It’s fair to say we will all remember where we were when Storm Ophelia hit. For me it was a busy day reporting from the office here in Mayo until we called it a day due to the risks posed by getting home.
At 12 I returned to my home farm in Longford to find the place in lockdown. My mother’s creche was closed, the farm yard secured and the family getting ready for another Oiche na Gaoithe Moire.
I was reminded of the night of the big wind of 1839 as I reported on the news from the safety of the house. Rural Ireland was not prepared for that great storm two centuries ago but we were as ready as we could be for this one.
The night of the big wind claimed between 300 and 800 lives nationwide we escaped with 3 deaths. It’s a salve that not more people were killed but is a tragedy that any died at all.
Storm Ophelia has passed and the once in a generation storm while devastating to many parts of the country was not as bad as we thought. But it did raise many questions. Are we going to see more storms like this as a result of a changing climate or is this a once off?
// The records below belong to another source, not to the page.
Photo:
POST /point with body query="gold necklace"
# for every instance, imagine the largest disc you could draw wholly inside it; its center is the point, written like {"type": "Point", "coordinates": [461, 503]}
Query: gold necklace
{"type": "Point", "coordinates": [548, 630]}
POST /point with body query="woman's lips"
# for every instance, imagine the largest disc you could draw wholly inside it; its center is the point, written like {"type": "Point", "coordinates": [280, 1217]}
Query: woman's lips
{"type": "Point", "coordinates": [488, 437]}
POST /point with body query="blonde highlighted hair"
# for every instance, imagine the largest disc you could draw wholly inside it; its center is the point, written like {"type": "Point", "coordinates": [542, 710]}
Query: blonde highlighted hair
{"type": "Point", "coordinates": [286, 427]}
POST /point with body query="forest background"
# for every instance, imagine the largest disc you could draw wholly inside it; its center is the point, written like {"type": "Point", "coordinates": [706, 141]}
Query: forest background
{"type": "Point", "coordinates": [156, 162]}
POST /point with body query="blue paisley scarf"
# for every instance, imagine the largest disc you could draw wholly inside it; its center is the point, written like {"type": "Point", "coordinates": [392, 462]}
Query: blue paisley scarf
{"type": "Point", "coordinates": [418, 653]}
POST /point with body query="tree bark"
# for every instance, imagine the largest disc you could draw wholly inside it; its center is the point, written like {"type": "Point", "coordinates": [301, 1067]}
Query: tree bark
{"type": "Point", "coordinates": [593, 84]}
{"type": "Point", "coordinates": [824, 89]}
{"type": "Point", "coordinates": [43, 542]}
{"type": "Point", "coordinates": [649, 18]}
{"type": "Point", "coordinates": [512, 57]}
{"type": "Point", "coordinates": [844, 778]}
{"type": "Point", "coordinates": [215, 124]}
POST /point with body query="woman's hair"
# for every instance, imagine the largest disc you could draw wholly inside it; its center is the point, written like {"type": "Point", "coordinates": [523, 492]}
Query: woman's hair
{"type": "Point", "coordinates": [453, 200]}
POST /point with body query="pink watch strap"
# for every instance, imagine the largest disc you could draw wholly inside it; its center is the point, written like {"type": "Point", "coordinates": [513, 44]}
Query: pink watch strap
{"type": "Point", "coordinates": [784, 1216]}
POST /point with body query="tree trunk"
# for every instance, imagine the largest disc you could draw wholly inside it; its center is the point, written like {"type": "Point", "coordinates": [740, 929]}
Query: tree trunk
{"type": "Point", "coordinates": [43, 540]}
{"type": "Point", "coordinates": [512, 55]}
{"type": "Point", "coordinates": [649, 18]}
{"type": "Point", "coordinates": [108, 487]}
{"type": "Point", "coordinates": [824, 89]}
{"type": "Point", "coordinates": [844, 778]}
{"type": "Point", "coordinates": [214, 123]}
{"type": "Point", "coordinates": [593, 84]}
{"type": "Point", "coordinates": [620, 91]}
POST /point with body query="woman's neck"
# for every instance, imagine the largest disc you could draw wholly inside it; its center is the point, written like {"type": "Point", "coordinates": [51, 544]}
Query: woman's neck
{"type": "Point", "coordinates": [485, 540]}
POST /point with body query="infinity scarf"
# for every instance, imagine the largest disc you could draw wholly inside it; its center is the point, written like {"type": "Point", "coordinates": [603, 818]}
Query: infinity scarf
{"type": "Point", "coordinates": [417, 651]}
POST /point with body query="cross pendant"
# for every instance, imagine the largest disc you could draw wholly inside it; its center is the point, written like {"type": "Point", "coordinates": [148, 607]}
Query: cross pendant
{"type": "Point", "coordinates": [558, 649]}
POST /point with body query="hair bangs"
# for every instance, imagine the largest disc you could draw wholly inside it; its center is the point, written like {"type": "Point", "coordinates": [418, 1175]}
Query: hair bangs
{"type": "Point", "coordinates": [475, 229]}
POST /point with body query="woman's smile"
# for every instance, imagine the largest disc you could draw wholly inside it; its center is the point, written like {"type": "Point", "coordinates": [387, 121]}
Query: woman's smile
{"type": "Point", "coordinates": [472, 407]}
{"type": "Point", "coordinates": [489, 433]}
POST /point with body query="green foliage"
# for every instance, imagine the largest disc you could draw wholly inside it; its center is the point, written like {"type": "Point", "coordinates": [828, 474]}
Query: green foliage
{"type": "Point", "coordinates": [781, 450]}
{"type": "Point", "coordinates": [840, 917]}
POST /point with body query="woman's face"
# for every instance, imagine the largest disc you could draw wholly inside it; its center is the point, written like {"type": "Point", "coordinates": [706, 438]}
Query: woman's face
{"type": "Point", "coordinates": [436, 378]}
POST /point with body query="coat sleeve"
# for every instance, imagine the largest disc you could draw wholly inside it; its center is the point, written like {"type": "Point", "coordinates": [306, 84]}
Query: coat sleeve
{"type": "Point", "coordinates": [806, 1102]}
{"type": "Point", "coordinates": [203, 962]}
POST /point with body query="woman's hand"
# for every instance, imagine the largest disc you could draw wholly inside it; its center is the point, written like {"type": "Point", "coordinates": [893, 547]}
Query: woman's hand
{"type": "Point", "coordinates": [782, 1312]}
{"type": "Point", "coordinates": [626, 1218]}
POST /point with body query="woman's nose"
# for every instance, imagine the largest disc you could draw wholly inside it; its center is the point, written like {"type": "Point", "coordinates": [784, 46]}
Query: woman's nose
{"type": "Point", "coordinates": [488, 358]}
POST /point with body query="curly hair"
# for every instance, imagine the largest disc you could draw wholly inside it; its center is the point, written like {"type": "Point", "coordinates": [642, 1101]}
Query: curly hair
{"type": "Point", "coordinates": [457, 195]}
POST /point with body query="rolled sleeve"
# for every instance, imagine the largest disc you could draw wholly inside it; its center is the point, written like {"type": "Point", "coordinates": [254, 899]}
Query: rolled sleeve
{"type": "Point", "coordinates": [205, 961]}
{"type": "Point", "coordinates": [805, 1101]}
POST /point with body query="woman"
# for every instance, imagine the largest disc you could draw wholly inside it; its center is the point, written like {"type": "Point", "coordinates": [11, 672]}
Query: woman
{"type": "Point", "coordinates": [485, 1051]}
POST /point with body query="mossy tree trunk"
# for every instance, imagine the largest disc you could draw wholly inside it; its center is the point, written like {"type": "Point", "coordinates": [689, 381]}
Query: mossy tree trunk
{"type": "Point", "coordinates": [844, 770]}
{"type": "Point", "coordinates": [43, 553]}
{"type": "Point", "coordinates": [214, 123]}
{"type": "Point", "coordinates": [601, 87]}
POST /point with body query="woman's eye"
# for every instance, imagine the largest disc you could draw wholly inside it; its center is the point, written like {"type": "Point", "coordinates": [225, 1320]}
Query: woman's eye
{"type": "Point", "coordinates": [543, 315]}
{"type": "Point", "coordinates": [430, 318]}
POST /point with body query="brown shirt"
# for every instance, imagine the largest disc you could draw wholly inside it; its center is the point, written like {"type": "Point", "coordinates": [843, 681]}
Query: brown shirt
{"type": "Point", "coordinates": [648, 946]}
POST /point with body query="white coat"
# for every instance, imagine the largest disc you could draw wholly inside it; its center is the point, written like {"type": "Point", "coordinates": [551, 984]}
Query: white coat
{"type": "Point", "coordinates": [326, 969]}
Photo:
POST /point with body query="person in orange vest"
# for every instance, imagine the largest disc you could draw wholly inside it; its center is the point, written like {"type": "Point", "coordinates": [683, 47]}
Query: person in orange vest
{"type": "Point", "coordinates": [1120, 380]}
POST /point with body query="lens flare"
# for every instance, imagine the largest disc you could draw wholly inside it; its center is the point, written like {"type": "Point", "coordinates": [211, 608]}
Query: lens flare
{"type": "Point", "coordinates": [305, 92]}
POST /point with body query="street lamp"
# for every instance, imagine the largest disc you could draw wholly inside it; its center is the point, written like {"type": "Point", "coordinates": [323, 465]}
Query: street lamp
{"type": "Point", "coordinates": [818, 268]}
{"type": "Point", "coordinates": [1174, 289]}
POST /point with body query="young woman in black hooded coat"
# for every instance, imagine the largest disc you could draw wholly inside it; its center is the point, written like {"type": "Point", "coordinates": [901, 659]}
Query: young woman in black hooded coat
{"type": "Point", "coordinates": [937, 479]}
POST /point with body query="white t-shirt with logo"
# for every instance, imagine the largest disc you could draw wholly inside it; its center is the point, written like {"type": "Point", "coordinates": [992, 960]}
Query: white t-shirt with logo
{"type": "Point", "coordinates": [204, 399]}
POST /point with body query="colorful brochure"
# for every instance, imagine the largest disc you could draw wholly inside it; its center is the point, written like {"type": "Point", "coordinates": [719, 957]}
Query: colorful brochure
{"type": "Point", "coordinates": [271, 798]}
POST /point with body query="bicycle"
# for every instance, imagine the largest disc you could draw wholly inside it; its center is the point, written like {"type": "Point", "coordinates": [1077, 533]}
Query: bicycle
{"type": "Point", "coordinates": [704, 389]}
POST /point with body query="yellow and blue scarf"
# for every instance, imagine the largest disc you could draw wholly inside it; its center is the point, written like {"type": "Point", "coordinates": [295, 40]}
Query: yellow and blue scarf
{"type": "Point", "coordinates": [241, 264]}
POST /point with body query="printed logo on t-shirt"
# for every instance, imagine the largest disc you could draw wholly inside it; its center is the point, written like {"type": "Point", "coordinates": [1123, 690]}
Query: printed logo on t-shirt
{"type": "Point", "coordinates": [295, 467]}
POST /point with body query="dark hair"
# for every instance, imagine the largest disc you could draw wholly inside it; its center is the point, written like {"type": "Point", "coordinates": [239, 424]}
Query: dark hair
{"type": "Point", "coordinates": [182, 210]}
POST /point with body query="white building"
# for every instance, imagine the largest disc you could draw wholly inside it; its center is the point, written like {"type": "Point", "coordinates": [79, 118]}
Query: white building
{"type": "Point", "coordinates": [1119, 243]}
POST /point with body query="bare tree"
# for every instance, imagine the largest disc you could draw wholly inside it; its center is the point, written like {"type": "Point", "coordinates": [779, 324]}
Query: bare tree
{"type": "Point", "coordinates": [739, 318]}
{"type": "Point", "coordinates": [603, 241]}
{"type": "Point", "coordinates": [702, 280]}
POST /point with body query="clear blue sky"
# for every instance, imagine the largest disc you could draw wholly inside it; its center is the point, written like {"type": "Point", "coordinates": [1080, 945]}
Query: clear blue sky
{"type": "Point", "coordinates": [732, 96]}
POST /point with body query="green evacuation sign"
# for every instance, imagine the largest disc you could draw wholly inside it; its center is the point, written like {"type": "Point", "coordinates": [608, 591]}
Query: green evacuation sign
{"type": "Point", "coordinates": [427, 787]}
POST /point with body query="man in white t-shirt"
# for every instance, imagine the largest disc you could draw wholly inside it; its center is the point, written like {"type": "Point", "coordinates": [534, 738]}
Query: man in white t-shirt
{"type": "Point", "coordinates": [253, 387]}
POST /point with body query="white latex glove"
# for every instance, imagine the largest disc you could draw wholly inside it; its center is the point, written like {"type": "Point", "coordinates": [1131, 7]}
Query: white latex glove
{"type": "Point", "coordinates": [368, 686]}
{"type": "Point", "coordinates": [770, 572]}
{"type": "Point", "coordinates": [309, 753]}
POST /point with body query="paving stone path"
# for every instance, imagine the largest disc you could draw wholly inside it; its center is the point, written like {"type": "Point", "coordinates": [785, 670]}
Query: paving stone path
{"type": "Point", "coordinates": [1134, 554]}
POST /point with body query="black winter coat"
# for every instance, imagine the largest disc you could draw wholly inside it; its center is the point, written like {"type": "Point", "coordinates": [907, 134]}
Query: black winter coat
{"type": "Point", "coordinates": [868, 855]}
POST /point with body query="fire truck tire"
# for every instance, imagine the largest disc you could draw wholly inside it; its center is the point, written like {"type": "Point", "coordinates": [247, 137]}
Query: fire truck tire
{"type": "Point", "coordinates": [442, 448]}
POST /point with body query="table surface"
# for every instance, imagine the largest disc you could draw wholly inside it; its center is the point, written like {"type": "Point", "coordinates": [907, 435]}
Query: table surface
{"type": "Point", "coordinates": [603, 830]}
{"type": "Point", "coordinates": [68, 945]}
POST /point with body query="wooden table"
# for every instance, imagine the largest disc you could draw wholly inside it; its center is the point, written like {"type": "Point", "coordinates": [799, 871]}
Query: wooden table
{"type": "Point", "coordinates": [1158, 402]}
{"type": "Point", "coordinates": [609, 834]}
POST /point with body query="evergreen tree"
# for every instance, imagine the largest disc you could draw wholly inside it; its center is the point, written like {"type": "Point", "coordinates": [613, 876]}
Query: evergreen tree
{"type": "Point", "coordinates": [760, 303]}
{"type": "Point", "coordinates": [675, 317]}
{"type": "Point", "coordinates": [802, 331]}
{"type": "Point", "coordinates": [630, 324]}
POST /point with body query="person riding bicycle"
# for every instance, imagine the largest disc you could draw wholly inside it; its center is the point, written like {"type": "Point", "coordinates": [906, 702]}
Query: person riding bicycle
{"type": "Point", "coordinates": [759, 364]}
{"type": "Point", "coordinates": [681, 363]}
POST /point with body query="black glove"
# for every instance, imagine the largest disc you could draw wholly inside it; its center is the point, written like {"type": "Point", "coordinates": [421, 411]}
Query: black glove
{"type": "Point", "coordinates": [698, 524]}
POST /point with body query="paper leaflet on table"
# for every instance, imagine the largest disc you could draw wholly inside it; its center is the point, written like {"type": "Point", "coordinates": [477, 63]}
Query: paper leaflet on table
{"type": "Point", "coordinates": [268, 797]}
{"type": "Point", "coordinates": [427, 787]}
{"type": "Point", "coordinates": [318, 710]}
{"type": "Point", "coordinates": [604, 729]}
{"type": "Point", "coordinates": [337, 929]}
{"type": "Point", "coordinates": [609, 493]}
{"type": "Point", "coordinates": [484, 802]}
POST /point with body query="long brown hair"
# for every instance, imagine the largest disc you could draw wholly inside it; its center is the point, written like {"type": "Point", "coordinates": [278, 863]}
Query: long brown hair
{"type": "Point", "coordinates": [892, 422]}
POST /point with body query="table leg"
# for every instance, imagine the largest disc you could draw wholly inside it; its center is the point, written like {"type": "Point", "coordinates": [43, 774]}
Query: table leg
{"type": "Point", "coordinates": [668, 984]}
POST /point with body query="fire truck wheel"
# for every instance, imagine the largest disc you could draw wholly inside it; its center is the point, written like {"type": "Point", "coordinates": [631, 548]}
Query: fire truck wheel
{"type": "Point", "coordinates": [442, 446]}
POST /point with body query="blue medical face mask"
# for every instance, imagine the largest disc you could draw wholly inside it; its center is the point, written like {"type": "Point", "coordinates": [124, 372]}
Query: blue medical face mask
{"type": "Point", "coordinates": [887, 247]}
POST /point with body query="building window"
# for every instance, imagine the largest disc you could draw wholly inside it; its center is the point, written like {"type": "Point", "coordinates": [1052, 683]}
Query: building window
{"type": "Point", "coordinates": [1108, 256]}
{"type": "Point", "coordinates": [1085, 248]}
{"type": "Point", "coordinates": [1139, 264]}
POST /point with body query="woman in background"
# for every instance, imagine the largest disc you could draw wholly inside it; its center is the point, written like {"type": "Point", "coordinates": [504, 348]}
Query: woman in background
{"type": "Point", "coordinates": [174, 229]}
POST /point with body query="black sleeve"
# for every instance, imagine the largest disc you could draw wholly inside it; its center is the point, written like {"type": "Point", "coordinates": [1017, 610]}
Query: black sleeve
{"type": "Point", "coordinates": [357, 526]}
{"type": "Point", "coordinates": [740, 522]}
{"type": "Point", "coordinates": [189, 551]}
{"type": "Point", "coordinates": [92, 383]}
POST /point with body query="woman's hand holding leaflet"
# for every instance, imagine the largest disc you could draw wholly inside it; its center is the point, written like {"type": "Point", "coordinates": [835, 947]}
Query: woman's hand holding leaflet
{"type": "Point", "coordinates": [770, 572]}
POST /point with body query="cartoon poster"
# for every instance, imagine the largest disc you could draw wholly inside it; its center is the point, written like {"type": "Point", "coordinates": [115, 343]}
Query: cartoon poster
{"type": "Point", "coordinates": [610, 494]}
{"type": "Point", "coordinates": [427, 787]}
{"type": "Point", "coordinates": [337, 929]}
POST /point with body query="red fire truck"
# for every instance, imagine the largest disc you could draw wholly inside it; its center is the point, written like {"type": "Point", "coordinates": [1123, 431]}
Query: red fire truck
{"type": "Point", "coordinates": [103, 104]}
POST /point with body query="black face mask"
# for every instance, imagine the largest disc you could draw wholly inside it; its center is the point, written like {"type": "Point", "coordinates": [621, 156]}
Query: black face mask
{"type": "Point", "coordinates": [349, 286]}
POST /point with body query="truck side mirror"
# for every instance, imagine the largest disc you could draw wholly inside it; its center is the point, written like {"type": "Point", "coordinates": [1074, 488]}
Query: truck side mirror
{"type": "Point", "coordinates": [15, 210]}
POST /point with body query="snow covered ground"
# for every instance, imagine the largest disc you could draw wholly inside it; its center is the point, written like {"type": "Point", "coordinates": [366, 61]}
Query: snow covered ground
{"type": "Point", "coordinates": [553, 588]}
Well Storm Brian currently heading our way seems to prove the first theory mute. We are now living in the great climate change age. Freak weather has become the norm. A few weeks ago we had the Donegal floods, 2016 saw the tillage crisis a direct result of severe weather and the floods of 2015 saw large parts of the west wiped out.
Change in the air
Talking to a well-known farm lobby representative yesterday we remarked that any farmer could now agree that climate change is real and that we need to brace ourselves for more unpredictable weather.
But what as farmers can we do to halt this seeming ceaseless onslaught? Well it would seem that the current capitalist model of building up stock numbers isn’t going to work. We need as one of the main emissions producers in the country to begin to think long term.
It might sound crazy but we could see a situation in the not too distant future with farmers being paid to reduce stock numbers in an effort to do our part.
It sounds mad but then we live in strange times. How would such a model work? Well it might not be so hard as we think. In one scenario we could actually see beef prices rise due to a smaller supply. And maybe just maybe it might allow us to really push our products as quality. We are no Brazil or Canada we have better agricultural output and maybe with smaller numbers we might be forced to articulate to the market that smaller is better and consumers need to pay for quality.
Of course everyone has to buy into this vision; consumers, factories and of course supermarkets who are the drug dealers of the farm world. The people who have fed cheap meat on the market and forced us into hard positions.
My father is a typical rural Irish man but something changed with him in the last few weeks, he has begun to ask me about organic farming and might it be the way forward for the medium sized farmer. Perhaps it might be? We will have to farm the grants in order to make it work but it might just be the next step for the normal farmer.
Storm Ophelia has got us all thinking. Perhaps change is in the air. We will just have to wait and see. I think every farmer can now agree we live as the old Chinese saying goes, in interesting times.